Lamond Nicole, Zimmerman Lindsey, Wang Yihui, Maldonado Villeda Jonatan, Bjarnason Asgeir, Jóhannsdóttir Hekla Bryndís, Skoff Tami H, Tondella Maria-Lucia, Weigand Michael R, Hariri Susan, Merkel Tod
Division of Bacterial, Parasitic and Allergenic Products, Center for Biologics Evaluation and Research, U.S. Food and Drug Administration, Silver Spring, Maryland, USA.
Star-Oddi, Gardabaer, Iceland.
mSphere. 2025 Jul 21:e0031025. doi: 10.1128/msphere.00310-25.

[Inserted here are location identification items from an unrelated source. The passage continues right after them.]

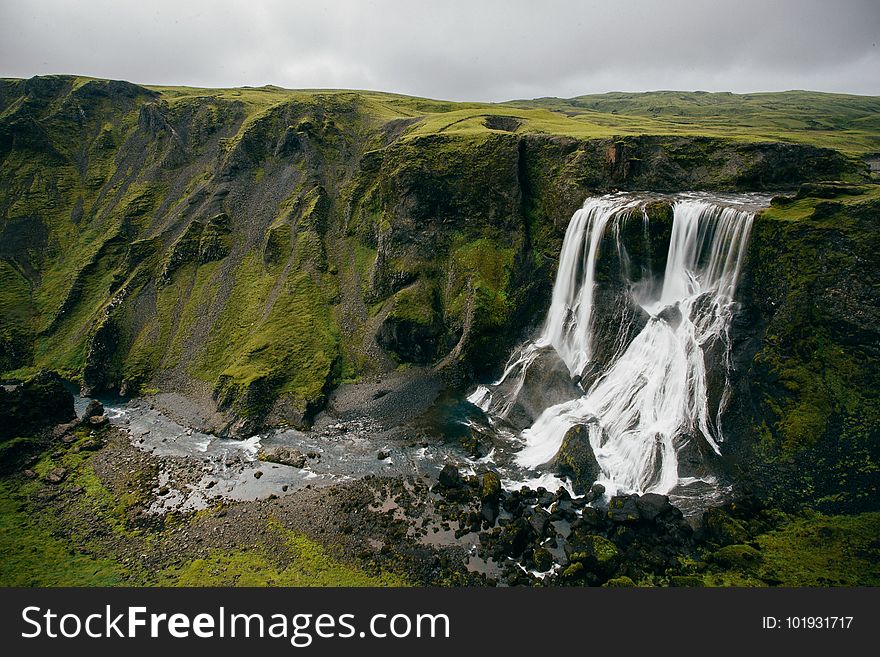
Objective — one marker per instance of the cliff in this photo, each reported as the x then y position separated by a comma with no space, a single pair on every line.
252,248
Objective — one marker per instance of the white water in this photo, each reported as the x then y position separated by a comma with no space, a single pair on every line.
652,398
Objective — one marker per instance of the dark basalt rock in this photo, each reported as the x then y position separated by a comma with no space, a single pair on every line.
450,477
624,508
652,505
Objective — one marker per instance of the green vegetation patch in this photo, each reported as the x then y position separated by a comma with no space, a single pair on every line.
299,562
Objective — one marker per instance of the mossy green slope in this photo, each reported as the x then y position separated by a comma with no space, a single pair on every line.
809,350
250,245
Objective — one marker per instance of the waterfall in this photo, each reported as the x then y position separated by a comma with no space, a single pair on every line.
649,397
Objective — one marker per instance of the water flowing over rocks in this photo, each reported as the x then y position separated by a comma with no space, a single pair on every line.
646,346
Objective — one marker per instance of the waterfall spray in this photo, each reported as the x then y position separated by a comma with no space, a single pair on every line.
651,398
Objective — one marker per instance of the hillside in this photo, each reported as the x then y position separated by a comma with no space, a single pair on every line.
252,248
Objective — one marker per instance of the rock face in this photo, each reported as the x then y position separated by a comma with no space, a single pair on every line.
806,352
576,459
37,403
254,255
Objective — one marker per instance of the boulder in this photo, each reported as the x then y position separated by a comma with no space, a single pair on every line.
449,477
56,475
542,560
93,409
97,421
539,522
491,488
576,459
723,529
39,402
652,505
624,508
619,582
599,555
284,455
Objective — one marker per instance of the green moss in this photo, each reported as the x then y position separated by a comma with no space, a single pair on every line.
286,349
619,582
299,562
814,374
811,550
32,555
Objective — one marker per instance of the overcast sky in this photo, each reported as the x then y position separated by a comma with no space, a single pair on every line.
459,50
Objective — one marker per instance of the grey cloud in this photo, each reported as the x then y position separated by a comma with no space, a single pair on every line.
461,50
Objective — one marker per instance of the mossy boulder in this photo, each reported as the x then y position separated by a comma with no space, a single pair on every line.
722,528
686,581
598,555
576,459
619,583
737,557
491,487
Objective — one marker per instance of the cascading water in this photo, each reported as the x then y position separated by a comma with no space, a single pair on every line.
650,397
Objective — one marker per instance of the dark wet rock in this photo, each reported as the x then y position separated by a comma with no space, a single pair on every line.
624,508
98,421
671,315
619,582
576,459
449,477
90,445
574,571
489,511
740,557
547,382
509,540
93,409
686,581
652,505
56,475
539,521
542,560
37,403
284,455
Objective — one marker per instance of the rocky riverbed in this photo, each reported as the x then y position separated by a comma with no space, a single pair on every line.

Pertussis is a respiratory disease caused by the bacterium . Acellular pertussis (aP) vaccines replaced more reactogenic whole-cell pertussis (wP) vaccines in the United States in the 1990s. Despite high rates of vaccination, a slow but consistent increase in the number of U.S. pertussis cases was observed starting in the 1980s that accelerated following the introduction of aP vaccines. Most aP vaccines contain pertussis toxoid (PT), filamentous hemagglutinin (FHA), and pertactin (PRN), and some contain fimbriae (FIM 2/3). Countries that transitioned into aP vaccines have observed increasing rates of pertactin-negative (PRN) clinical isolates, exceeding 85% in some countries. This outcome suggests does not require PRN, and immune responses against PRN may impact circulation. With the high prevalence of PRN strains circulating in the United States, we sought to identify an acceptable PRN strain for use in baboon challenge studies and controlled human infection model (CHIM) studies. Baboons were challenged with the PRN-positive (PRN) strain D420 or one of three PRN strains selected to represent the genetic diversity of strains circulating in the United States. Despite comparable levels of colonization between the animals infected with the PRN strains and D420, there was variability between the three PRN strains with respect to virulence, and two of the three strains appeared reduced in one or more measures of virulence. These findings suggest that some PRN clinical isolates may be less virulent than D420 and suggest care should be taken when selecting strains for baboon and CHIM studies.IMPORTANCEWith the increased circulation of PRN strains in countries using acellular pertussis (aP) vaccines, understanding the epidemiology and pathogenesis of PRN strains is critical. Our results suggest that virulence varies between circulating PRN strains, with some strains appearing to be less virulent than PRN strains. These results tell us that care should be taken when selecting PRN pertussis strains for baboon and CHIM studies. Our results may also support the continued use of PRN in aP vaccines. If PRN strains are less virulent and induce less severe disease than PRN strains, maintaining vaccine selective pressure against PRN strains may be beneficial.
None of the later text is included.